ゾンビ映画というと、シリアスなものが多いですが、今作はわりと明るいテイスト。それも前作のような作品を期待している人は面食らうでしょうね。
さて、ゾンビ好きの人はゾンビ作品を見るとき、まずは、今回のゾンビはどんなタイプなのか?と検討をつけると思います。
かつては呪いでゾンビになったのが、「バイオハザード」あたりからウィルス路線が定番になり、「ウォーキングデッド」あたりから結局怖いのは人間だよね、となり、「ワールド・ウォー・Z」あたりから、とんでもないスピードで走ったりジャンプするゾンビが現れてきました。音に敏感で、ヘッドショットで一発というのが最近のゾンビのお約束のようです。

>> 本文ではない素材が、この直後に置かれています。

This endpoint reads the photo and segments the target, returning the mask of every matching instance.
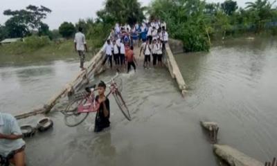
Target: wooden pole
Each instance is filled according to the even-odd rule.
[[[179,89],[181,90],[181,95],[184,97],[186,92],[186,85],[168,44],[166,44],[166,66],[168,67],[171,77],[176,80]]]
[[[39,113],[48,113],[57,104],[57,102],[62,96],[67,95],[68,93],[72,92],[74,90],[80,89],[83,84],[89,82],[89,77],[94,73],[100,74],[105,71],[105,68],[101,68],[101,64],[103,60],[101,50],[91,59],[87,66],[87,70],[80,71],[71,82],[67,83],[64,87],[56,95],[53,95],[43,107],[35,109],[30,112],[21,113],[15,116],[17,119],[26,118],[29,116],[36,116]]]

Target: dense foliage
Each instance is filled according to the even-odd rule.
[[[10,16],[0,25],[0,39],[26,37],[34,34],[55,39],[71,39],[78,27],[83,28],[91,46],[100,47],[116,23],[134,24],[145,19],[160,19],[167,23],[170,37],[184,42],[186,51],[208,50],[213,39],[244,34],[277,35],[277,10],[269,0],[255,0],[239,8],[234,0],[208,3],[202,0],[152,0],[147,8],[137,0],[107,0],[95,19],[76,24],[62,23],[59,30],[49,30],[43,23],[51,10],[44,6],[28,6],[19,10],[6,10]],[[31,38],[32,39],[32,38]]]
[[[37,30],[40,35],[42,26],[44,30],[46,29],[42,19],[50,12],[51,10],[46,7],[32,5],[20,10],[5,10],[3,15],[11,17],[5,23],[6,35],[8,37],[23,37],[31,33],[31,30]]]
[[[63,22],[59,27],[59,33],[63,37],[72,37],[75,33],[75,26],[72,23]]]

前作「新感染 ファイナル・エクスプレス」では、ゾンビ化したら真っ先に首を狙うようになり、首をかまれた人間は5~10秒ぐらいでゾンビ化し、すごいスピードで人を襲うようになります。手をかまれた場合はゾンビ化までに数分かかるようでした。また、知能は低く、暗いと何も見えなくなるようでした。
本作のゾンビも基本は同じ設定ですが、演出のためなんでしょうが、冒頭でゾンビ化までにけっこう猶予があったのと、前作では一体も倒せなかったゾンビが、銃で簡単に倒せるようになってたのがちょっと腑に落ちませんでした。
韓国へ潜入する目的が、ドルが詰まったトラックを探して一攫千金を狙うというものですが、韓国から脱出するために金が必要というのが面白いです。
韓国は1997年の通貨危機により、国家が滅ぶ危機に陥りました。その後、長く不景気が続き2000年代初頭には多くの国民が韓国を抜け出すという大移民ブームがありました。当時の多くの韓国の親たちは、こんな国で子供を育てたくない、金さえあれば自分の子供だけでも海外移住させたいと考えていました。その後、韓国経済が回復し韓国を脱出しなくてもステータスが得られるようになり、やっぱり韓国がいいじゃないか、という雰囲気になりました。
…という背景を意図して作られたかわかりませんが、1997から始まり、地獄のような韓国を脱出するために金が必要、という構図がぴったり当てはまるのがなかなか面白かったです。
監督のヨン・サンホ監督はもともとアニメ監督で、今作もいろいろな作品の影響を受けているとか。終末モノのアクション映画に振り切った作品なので、人によっては受け入れられないかもしれませんが、個人的には前作よりも楽しかったです。